The Polish Senate recognized the crimes of Ukrainian nationalists in Volhynia genocide

The Polish Senate on Friday approved a resolution which recognizes the events in Volhynia during the Second world war, the genocide of the Polish population by Ukrainian nationalists. Earlier in Kiev has demanded that the Polish side has presented evidence of crimes.
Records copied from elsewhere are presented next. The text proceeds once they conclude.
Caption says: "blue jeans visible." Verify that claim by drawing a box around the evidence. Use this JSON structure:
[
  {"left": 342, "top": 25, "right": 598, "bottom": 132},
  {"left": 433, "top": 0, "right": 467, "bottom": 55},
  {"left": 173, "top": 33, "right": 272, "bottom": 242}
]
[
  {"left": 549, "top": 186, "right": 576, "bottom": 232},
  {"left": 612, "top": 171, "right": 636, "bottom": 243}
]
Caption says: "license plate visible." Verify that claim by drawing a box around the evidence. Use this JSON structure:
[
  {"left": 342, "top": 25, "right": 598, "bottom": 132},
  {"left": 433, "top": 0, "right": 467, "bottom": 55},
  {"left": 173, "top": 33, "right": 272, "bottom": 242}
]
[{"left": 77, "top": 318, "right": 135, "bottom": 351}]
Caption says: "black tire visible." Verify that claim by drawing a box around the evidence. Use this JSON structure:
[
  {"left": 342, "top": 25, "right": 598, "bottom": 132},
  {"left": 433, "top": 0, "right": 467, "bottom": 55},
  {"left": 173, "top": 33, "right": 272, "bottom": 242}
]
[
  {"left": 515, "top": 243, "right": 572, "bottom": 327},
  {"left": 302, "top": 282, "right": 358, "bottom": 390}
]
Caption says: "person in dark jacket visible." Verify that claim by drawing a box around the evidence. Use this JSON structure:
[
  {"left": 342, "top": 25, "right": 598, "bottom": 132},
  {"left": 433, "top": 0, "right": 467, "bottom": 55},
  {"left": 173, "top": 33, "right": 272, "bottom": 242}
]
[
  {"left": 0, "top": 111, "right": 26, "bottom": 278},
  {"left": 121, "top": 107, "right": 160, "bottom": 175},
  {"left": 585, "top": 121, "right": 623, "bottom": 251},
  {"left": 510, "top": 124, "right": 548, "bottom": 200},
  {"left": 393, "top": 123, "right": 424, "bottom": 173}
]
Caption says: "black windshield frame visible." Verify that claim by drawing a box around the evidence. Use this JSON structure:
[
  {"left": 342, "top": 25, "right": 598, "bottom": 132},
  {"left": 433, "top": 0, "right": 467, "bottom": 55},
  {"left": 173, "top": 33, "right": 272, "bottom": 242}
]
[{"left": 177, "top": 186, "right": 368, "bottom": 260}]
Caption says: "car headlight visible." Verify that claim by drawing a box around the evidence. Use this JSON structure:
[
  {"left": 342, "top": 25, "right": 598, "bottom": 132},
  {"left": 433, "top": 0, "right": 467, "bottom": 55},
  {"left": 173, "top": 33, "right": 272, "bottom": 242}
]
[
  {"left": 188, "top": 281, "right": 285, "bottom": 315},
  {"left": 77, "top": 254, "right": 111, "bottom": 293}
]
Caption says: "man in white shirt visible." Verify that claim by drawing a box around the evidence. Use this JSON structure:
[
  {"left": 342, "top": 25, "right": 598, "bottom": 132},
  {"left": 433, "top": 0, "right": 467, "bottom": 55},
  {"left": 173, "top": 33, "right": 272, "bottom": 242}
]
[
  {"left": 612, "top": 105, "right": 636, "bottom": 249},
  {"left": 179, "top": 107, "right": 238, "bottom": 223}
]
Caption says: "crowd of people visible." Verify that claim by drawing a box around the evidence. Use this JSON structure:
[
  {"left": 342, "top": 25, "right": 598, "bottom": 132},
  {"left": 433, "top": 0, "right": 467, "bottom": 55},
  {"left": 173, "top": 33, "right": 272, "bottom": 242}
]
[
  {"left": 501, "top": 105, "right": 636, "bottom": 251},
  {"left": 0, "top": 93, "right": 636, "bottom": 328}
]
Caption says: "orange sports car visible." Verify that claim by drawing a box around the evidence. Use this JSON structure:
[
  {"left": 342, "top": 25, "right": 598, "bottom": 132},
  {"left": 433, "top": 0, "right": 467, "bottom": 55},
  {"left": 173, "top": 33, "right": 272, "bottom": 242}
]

In the Polish document, the senators urged colleagues from the Sejm (the lower house of Parliament) to support their decision and to establish July 11 as day of remembrance of the victims of the Armenian genocide by the Ukrainian nationalists.

The text of the resolution it is noted that the victims of those events were not only poles but also Jews, Armenians, Czechs and some Ukrainians who sheltered themselves persecuted.

The decision also States that occurred in the 40-ies of the last century, was not properly memorialized, and the massacre of the Polish population is not named, in accordance with historical justice, genocide.

Volyn massacre called the events that began in the summer of 1943. Then the representatives of the military wing of the organization of Ukrainian nationalists (OUN), the Ukrainian insurgent army (the UPA, the organization banned in Russia) began to systematically attack the settlements in which lived mostly ethnic poles.

According to various sources, the victims of Ukrainian nationalists were from 30 to 100 thousand people. Poles, in turn, carried out a reciprocal retaliation, destroying the population of Ukrainian villages.

Today, the Volyn massacre remains one of the most painful issues in the relationship between Poland and Ukraine.

In mid-June, Deputy Prime Minister of Ukraine for European integration Ivanna klympush-Tsintsadze said that Kiev will bring Warsaw apologies for those events only in the case if Poland would provide evidence against the head of the UPA Roman Shukhevych.